In order to achieve this, a performance analysis is made on various configurations of the MicroBlaze processor (by enabling or disabling optional modules). Thus, the optional modules used are: Barrel Shifter (wrote B) 32-bit multiplier (wrote M), hardware divider (wrote D) pipeline depth (wrote O, 5 levels for O deactivated and three levels for O activated). In terms of software, the compiler allows three optimization levels: 1 = low level software optimization, m = medium level software optimization, h = high level software optimization.

For the image filtering application, as we see in chart 1, the only significant improvement on both the execution time (represented graphically as a value inversely related to performance) and the logic resources used (lower score is better) is obtained at the activation of 32-bit multiplier and other configurations that use this option.

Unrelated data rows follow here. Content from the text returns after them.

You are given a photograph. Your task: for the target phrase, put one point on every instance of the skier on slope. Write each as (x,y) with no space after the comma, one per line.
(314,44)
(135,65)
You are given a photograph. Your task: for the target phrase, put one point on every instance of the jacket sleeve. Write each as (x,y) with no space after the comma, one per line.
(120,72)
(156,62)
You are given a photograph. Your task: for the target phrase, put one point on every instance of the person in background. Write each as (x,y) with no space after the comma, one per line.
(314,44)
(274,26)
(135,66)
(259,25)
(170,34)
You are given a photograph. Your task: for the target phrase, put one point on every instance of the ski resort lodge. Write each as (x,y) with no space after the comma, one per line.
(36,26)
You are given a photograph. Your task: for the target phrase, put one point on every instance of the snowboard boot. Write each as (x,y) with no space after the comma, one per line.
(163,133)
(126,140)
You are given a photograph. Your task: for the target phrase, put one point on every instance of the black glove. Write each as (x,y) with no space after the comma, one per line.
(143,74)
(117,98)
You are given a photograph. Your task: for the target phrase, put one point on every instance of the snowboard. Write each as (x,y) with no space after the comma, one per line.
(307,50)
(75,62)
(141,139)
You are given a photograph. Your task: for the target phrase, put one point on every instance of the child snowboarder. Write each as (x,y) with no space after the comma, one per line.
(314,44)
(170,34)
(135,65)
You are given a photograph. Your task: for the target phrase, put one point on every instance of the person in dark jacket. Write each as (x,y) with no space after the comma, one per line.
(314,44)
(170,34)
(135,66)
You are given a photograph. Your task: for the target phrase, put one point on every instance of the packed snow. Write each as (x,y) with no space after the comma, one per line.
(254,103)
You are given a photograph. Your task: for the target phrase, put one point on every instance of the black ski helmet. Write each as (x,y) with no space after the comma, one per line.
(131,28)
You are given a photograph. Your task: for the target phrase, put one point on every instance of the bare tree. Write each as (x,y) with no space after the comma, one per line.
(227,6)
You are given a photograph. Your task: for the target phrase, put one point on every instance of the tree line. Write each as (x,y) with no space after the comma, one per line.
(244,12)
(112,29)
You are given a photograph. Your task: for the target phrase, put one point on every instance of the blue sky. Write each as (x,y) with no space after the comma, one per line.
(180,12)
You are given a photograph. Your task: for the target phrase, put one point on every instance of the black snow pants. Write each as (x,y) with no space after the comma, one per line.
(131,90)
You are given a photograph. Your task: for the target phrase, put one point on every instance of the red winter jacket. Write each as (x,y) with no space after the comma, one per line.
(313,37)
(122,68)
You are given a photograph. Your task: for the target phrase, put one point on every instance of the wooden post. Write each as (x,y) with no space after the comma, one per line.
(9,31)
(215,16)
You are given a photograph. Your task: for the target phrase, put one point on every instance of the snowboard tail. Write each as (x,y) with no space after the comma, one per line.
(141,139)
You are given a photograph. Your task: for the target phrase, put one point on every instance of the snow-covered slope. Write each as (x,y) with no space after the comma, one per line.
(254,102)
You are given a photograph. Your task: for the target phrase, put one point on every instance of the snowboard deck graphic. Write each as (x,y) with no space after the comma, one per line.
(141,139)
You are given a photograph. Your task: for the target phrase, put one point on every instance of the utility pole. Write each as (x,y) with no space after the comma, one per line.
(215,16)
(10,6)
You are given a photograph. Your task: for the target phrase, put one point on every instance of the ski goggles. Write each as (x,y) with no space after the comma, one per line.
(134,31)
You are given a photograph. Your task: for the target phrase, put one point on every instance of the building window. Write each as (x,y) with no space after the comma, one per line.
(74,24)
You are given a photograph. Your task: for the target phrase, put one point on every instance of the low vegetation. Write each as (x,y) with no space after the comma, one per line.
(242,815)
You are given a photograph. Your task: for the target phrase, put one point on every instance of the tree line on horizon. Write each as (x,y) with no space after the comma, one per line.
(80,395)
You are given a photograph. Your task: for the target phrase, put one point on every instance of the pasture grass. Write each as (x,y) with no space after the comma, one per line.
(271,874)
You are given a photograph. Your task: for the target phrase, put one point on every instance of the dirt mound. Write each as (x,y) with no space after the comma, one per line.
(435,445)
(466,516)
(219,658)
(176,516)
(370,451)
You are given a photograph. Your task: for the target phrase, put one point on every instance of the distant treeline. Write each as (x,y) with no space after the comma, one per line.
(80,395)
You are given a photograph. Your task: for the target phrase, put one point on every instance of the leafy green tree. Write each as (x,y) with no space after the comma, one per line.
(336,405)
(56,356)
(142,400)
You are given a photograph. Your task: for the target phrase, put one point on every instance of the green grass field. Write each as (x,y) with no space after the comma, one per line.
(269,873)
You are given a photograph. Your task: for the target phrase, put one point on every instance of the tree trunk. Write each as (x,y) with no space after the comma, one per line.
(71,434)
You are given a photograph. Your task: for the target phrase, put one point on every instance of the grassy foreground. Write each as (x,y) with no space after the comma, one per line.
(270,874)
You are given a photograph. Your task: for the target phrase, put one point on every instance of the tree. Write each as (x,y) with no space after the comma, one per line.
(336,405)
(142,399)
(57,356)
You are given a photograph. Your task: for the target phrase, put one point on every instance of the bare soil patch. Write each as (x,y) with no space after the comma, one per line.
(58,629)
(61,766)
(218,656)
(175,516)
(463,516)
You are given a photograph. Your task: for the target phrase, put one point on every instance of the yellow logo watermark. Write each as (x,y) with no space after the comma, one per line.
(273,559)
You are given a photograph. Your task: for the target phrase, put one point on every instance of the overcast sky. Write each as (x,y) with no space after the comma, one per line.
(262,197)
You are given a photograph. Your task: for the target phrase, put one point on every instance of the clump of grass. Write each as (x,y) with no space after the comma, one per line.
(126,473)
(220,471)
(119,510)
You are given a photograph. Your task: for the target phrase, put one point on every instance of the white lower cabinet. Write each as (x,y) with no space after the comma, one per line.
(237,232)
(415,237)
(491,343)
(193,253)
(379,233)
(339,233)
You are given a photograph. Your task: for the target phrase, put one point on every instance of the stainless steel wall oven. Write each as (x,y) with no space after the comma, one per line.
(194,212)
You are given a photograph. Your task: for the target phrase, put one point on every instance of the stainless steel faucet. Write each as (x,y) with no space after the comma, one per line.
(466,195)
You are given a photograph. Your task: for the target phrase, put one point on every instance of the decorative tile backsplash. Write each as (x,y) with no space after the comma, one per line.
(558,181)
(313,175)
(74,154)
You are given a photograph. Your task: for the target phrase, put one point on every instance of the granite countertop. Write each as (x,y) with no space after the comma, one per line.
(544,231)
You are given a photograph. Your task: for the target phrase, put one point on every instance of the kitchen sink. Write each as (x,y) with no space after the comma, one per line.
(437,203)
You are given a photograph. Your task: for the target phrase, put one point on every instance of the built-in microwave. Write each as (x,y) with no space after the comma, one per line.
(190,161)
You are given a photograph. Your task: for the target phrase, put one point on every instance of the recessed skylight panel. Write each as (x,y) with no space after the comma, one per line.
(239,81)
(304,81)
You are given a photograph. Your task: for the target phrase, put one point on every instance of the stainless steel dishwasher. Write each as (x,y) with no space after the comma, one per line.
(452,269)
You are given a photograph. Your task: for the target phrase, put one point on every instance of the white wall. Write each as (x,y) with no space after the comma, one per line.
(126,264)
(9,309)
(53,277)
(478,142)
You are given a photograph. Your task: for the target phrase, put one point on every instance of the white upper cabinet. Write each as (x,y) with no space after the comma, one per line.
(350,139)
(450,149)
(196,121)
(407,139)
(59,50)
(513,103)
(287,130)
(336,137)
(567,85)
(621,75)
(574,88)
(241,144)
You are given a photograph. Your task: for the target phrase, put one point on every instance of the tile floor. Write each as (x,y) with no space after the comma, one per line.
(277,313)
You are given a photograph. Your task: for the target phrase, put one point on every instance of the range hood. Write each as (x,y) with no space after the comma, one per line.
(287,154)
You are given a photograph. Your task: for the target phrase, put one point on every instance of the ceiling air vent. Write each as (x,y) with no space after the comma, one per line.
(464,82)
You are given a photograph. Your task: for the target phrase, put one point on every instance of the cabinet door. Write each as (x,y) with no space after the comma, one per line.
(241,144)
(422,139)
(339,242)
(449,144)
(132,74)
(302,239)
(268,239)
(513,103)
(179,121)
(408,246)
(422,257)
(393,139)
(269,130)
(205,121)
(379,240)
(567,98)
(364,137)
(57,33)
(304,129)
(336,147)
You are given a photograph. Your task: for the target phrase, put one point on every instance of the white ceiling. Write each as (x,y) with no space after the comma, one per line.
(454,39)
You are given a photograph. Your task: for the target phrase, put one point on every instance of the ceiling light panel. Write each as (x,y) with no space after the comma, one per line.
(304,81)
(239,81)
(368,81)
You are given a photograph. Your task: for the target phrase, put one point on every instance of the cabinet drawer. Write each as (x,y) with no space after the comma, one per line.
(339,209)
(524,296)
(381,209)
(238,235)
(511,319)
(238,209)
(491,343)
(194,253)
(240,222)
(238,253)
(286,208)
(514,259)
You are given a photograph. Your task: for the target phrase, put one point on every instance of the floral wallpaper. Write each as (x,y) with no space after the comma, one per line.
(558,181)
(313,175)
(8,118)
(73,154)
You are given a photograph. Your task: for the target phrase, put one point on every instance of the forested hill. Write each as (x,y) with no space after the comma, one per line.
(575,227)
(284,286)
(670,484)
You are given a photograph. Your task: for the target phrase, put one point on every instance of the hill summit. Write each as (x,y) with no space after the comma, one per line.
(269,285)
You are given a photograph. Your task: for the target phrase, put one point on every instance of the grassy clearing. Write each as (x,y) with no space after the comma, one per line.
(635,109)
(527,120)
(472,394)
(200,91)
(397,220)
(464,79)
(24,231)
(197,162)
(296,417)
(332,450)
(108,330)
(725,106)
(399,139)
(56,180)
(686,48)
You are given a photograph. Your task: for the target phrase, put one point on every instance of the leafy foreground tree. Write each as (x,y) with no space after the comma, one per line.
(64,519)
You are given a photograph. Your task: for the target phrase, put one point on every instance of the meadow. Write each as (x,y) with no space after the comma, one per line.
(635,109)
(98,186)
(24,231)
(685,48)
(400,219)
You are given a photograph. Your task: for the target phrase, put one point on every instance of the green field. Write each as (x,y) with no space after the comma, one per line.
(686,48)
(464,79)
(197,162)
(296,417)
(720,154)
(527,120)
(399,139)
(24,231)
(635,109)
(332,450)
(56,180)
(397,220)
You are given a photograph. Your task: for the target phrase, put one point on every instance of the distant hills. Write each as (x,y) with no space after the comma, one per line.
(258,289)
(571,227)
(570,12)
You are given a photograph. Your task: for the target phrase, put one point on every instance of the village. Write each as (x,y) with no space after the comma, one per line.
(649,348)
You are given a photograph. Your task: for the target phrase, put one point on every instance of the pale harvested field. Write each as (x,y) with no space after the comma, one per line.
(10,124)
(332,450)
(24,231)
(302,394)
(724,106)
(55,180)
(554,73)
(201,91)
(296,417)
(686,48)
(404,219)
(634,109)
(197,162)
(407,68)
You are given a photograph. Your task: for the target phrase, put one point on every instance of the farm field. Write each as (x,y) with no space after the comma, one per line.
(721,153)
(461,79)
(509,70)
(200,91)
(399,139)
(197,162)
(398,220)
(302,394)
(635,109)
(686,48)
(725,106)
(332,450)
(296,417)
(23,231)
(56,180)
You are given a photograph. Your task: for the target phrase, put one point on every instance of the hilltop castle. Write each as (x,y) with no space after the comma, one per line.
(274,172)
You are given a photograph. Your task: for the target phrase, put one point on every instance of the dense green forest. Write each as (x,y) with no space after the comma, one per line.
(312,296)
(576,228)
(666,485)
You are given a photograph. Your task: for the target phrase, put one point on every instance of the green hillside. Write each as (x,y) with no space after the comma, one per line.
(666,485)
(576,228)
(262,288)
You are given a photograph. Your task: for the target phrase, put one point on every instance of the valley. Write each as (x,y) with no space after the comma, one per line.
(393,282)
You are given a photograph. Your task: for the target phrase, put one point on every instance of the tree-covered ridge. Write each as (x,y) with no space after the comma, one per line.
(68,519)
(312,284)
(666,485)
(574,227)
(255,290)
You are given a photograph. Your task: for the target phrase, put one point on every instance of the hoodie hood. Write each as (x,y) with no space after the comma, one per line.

Therefore, the best performance is achieved using the configuration B + M + D with a score of 1.48 for performance, 1.09 for logic resources and 1.29 for dynamic power, while the optimal configuration regarding the consumption of logic resources is B + M + D + O with a performance score of 1.45 (corresponding to a total filtering time of 3251.67 ms) 0.89 for logic resources and 1.68 for dynamic power.

A series of software optimizations can be added to these configurations. The Xilinx Platform Studio application (XPS) provides the ability to make improvements in the compiler, so the designer can use four optimization levels: 0, low, medium and high:

- low level - is done by tweaking the jump and pop instructions
- medium level - performs almost all the optimizations available that do not involve a significant increase in the size of the memory consumption. The compiler does not perform optimizations to the waiting loops or to the data accessing memory.
- high level - in addition to the medium optimization level, improvements that will increase the size of the executable file are added [6][7].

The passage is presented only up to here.